The box held writing paper, envelopes, stamps, and a couple of pens. I dumped the contents out. All blank, except for one page. It was the start of a letter, addressed to a Monsieur Baudouin in Algiers. It went on but the address was all I could make out. I turned to give it to Banville.

"Can you translate…?" I stopped. He had pulled back the rough brown blanket that covered the mattress. I glimpsed a bit of blue fabric caught up in the folds of the blanket. There was no sheet. The mattress was stained rust red with dried blood, not a lot, just enough to show that someone had been beaten and left there. On the floor next to the mattress were a couple of small tubes. They looked familiar. I felt sick. My face went white-hot and my hands started trembling. It seemed I was watching myself, looking down on this other guy who was starting to fall apart.

"Solution of Morphine, one half Grain, Syrette. Warning: May Be Habit Forming," I said, from memory. I didn't need to read the label on the used-up tube.

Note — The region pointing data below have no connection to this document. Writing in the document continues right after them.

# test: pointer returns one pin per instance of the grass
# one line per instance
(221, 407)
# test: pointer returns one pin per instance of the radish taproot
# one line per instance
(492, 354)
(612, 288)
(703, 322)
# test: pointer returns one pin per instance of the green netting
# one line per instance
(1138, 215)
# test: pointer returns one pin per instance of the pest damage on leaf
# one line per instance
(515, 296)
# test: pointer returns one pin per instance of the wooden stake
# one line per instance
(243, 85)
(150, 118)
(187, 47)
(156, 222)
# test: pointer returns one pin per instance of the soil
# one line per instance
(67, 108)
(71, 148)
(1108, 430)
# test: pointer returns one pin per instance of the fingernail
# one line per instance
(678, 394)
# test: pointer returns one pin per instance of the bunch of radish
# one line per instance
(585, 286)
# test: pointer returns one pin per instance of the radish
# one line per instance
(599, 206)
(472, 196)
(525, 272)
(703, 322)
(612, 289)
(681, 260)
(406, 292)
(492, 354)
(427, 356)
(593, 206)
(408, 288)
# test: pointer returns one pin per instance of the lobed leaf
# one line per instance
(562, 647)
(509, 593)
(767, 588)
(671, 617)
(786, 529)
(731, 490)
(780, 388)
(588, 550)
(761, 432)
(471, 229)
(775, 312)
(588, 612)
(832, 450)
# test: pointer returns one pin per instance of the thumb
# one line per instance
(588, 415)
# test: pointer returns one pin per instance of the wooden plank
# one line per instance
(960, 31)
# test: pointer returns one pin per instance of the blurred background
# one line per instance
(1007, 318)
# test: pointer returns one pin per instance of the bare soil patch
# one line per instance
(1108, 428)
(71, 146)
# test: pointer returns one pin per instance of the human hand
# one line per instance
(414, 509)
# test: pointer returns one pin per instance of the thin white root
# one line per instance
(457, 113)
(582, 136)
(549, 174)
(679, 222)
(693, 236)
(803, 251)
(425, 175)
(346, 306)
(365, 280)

Banville nodded and motioned with his thumb toward a big tin can, like those big tins of peas they use in the mess hall. It was empty, the label long gone, doing service as a trash can. Inside were a half- dozen empty syrettes. And a couple of used condoms.

I wanted to turn and run and keep going until I hit the boat, take off, and leave this goddamned country behind. Instead, I closed my eyes and took a deep breath. I opened them, turned around, and knelt down by the mattress. Now I knew what that other smell was. Not just sweat, but the musky smell of sex and fear. I shook the blanket until the piece of light blue fabric fell out. Sky blue, to match her eyes. A four- inch ragged strip with lace along the collar, delicate and feminine, but the dark splotches of dried blood were horrible and masculine, as were the ripped buttons and torn stitching. I laid it down gently on the floor, and tried to remember for certain if that was the blouse I had seen Diana wearing a few days ago. Nothing came to me, no image of her, Just him.

"Here," I said, handing the unfinished letter to Banville. "Tell me what this says later. Now get out of here."

"What do you mean? I can translate it now if you want."

I went over to the table, gathered up the blank papers, and old newspapers and magazines, and threw them on top of the mattress. I grabbed the bottle of brandy and shook it out over the paper-strewn mattress.

"What the hell are you doing, sir?" asked Banville, his voice rising with every word. I could sense Rodney and Duxbury in the doorway, attracted by his tone of voice. I dropped the empty bottle, knelt down, and picked up the torn blouse. I brought it up to my nose to try to recapture her scent, to feel a connection with Diana. The ruined cloth gave back nothing but the dull metallic smell of dried blood and the thin feathery feel of torn stitching.